IS THIS LACHES OR ESTOPPEL (OR BOTH)? I noticed an interesting fact in an article describing the current legal woes of FindWhat.com. The company is currently embroiled in a patent lawsuit filed by Overture, now a part of Yahoo Inc (they certainly seem more aggressive nowadays, don't they?). The case is expected to go to trial next month.
Overture filed suit against FindWhat.com in 2002 in U.S. District Court in Los Angeles, contending FindWhat.com violated Overture's patent covering its pay-per-click bidding technology.
FindWhat.com, of course, is fighting back. It has filed its own suit, saying Overture's patent was obtained improperly and is invalid.
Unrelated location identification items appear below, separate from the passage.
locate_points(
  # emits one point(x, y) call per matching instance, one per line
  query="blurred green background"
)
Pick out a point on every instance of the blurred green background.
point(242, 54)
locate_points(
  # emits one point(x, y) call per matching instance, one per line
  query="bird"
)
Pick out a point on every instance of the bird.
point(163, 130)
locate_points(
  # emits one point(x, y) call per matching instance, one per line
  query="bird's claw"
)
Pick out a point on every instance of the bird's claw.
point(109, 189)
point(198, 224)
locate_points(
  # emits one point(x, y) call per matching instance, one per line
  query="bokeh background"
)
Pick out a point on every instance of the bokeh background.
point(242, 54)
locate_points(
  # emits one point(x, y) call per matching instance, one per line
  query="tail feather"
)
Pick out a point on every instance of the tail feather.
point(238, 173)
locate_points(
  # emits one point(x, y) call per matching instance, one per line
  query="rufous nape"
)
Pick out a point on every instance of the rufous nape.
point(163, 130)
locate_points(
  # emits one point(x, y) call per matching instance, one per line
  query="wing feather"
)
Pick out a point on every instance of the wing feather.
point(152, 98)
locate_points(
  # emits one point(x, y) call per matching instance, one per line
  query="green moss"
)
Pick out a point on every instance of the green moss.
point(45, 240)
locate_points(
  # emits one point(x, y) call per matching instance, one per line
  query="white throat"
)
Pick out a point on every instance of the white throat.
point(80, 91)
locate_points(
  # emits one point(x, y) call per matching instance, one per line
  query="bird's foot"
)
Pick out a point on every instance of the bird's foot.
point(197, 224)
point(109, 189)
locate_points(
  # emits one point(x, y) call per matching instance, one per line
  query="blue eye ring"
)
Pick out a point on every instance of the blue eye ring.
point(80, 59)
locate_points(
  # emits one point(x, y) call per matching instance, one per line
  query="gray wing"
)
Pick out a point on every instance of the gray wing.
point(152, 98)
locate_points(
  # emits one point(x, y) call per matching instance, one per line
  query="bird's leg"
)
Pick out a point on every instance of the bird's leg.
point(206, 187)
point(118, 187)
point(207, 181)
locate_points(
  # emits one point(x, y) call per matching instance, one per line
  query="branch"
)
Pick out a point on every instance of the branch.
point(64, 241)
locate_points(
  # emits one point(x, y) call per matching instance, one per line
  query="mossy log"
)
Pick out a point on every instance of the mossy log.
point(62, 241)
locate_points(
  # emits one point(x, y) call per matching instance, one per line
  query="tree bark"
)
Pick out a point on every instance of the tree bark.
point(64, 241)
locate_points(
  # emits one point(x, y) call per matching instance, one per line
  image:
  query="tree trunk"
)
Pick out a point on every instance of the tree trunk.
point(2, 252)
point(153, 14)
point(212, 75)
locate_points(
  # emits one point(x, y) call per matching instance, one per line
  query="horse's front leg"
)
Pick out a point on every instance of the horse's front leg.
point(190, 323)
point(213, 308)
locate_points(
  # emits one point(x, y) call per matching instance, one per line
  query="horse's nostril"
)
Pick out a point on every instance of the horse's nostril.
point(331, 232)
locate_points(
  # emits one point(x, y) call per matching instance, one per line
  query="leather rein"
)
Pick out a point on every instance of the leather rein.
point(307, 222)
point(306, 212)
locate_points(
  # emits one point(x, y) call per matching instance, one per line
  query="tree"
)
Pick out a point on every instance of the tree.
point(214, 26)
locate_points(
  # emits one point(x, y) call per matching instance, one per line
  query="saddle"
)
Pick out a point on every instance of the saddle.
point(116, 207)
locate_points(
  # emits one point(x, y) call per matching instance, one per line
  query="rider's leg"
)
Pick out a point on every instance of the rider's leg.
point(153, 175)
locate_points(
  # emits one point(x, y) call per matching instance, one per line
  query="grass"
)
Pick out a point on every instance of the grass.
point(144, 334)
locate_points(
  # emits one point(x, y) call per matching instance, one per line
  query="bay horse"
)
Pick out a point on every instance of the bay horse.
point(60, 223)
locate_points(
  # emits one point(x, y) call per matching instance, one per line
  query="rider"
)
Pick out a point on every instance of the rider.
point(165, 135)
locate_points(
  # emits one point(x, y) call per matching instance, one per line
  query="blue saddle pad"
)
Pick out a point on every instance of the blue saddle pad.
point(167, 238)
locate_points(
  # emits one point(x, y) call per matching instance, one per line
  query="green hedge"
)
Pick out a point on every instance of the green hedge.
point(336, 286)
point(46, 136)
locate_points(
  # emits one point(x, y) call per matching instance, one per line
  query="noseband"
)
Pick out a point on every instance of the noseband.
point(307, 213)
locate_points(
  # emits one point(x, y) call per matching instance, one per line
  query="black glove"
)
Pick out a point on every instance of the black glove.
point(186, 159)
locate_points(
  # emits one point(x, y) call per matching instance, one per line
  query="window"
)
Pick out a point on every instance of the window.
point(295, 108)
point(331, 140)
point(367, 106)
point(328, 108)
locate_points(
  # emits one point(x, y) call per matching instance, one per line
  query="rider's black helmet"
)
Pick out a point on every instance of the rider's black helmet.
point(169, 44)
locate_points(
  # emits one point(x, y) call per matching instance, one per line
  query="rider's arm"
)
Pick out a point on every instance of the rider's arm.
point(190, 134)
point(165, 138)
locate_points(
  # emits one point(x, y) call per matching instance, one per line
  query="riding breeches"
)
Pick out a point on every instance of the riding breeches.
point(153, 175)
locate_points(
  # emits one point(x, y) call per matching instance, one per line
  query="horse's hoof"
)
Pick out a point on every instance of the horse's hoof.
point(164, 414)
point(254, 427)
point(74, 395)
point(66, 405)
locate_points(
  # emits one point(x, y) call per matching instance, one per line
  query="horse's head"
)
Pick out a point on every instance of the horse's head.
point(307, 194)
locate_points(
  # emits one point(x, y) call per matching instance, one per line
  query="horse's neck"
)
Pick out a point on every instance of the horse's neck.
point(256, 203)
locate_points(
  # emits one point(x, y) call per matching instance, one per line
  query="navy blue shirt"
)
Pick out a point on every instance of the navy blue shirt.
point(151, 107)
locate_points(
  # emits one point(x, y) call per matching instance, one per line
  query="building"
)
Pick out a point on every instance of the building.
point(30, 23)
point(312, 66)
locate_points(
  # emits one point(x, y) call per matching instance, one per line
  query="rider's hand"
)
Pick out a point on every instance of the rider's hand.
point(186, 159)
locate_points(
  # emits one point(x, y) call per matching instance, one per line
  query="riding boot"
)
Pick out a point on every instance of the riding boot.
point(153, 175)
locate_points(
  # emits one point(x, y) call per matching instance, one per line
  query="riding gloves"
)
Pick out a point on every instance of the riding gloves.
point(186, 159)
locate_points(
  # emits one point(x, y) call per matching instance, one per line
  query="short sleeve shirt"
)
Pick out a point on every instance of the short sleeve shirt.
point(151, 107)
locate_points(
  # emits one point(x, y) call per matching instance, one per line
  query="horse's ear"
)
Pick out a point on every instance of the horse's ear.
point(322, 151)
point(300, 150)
What was interesting is that the article mentioned that FindWhat.com first received a letter from Overture in 1989 about its patent. I wonder which patent they're referring to, since the information regarding the current suit lists only 1 patent that was filed in 1999 (typo perhaps?). Anyways, assuming there's another, earlier patent, that is over 15 years in delaying action according to my calculations. What was Overture doing during this time?
Under the doctrine of Laches (a French word meaning slackness or negligence - a "sin of omission"), a patent lawsuit may be seriously hampered if there is an unexcused failure of a patentee to take action in a timely manner against a patent infringer. The reason for this policy is that excessive delay may put the defendant at a disadvantage: key witnesses may be no longer available, documents disappear, and memories fade. When laches is found, the patentee is barred from collecting damages accruing prior to the filing of the suit, but is still able to obtain an injunction barring the defendant from further infringement of the patents-in-suit.
Once the laches defense has been raised by the defendant, the plaintiff may still offer evidence that the delay either was reasonable or not prejudicial to the defendant. Ultimately, the burden of proving laches rests with the defendant, who must prove that there was an unreasonable delay in bringing suit and that this delay prejudiced the defense. However, a rebuttable presumption of laches arises when the patentee waits more than six years from the time when he or she discovered (or reasonably should have discovered) the infringement to file a lawsuit.
Estoppel, on the other hand, arises when an action of a patentee causes an accused infringer to believe that the patentee has abandoned any claim against him or will not take action. It may result when the patentee threatens to take action and then fails to follow up.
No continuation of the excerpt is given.